8 PM. I didn’t get too many pages into One L last evening, but it was far enough so that I had anxiety dreams about law school. I’m terrified that the experience will be as filled with dread, anxiety and intensity as that which Turow describes.

His Contracts professor sounds very much like The Paper Chase’s Professor Kingsfield, and I don’t know how I’ll hold up in such a classroom environment. While I’ve always performed well in school, I’ve never tested myself in a high-powered environment before, either.

I know the University of Florida isn’t Harvard – and probably Harvard Law School isn’t the same as it was sixteen years ago, in Turow’s time – but I’m worried about the trial by fire that is the first year of law school.

Yes, I could say for me that law school isn’t a life-and-death matter; it’s not as if all my hopes and dreams are riding on a legal career. I’m more concerned with survival: emotional survival, that is. It’ll be hard just moving to Gainesville.

Will I be able to withstand the pressures of learning how to think in a different way? Will I become a different, unrecognizable person? What if I’m humiliated in class?

Well, for one thing, I’m probably not as concerned with my status at law school as Turow was. Although I always did well in school, I was never a “star” and I doubt I’ll do better than be in the middle of my law school class.

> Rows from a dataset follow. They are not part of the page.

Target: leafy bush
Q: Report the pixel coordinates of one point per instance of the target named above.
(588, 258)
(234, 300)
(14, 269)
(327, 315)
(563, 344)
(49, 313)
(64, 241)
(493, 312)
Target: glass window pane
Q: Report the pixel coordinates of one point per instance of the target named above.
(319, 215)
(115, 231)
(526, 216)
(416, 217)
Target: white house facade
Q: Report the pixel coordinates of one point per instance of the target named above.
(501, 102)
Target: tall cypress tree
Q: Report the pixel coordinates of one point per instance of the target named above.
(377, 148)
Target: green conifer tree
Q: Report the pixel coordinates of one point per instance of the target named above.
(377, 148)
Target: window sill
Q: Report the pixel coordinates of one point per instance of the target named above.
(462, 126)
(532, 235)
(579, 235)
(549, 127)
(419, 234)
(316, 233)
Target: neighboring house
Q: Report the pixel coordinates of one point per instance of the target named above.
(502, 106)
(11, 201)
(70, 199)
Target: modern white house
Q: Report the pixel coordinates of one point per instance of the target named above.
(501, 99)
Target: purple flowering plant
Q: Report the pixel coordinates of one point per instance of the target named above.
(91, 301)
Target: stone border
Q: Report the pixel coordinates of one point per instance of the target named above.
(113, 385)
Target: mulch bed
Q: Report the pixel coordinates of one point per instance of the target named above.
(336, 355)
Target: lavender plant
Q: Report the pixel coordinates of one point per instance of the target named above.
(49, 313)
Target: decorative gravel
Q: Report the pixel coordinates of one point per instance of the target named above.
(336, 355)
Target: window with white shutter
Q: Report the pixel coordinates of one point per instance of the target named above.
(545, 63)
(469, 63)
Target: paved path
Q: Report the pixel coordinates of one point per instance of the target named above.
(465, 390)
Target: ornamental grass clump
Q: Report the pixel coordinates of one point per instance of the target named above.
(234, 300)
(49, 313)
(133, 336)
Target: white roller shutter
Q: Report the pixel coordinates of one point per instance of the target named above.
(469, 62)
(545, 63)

I do try to do my best, within reason, but I know from writing, teaching and computer programming that perfectionism impedes success and isn’t worth the cost.

I don’t want to give up healthy eating and exercising or reading the newspaper. I don’t want to be a law student who is constantly working and getting little sleep. The pace Turow describes seems almost inhuman.

As a teacher and someone who’s taken a lot of graduate education courses, I can see the value in the Socratic method, but I can also see its glaring faults – and I don’t believe that inducing fear is ever helpful in getting someone to learn something.

But I also know myself and how I can get obsessed with competition and “excellence” and all that crap the Harvard Law students get caught up in.

I remember how hard I studied to understand the concepts in FAU’s Money and Banking class in 1986, when there was absolutely no reason for me to be so determined to get an A and to boost my early mediocre quiz scores.

Of course, getting the A in Money and Banking was an even sweeter achievement because of the struggle.

Right now I’d be thrilled simply to graduate with a J.D. It’s not as if I plan to be a corporate lawyer, after all. For what I want to do – no, I’m not sure what I want to do, only what I don’t want to do – law school grades don’t matter very much.

I stayed in all day, reading and doing the usual. I’d better enjoy the next two months B.L.S. – before law school – and relax a little.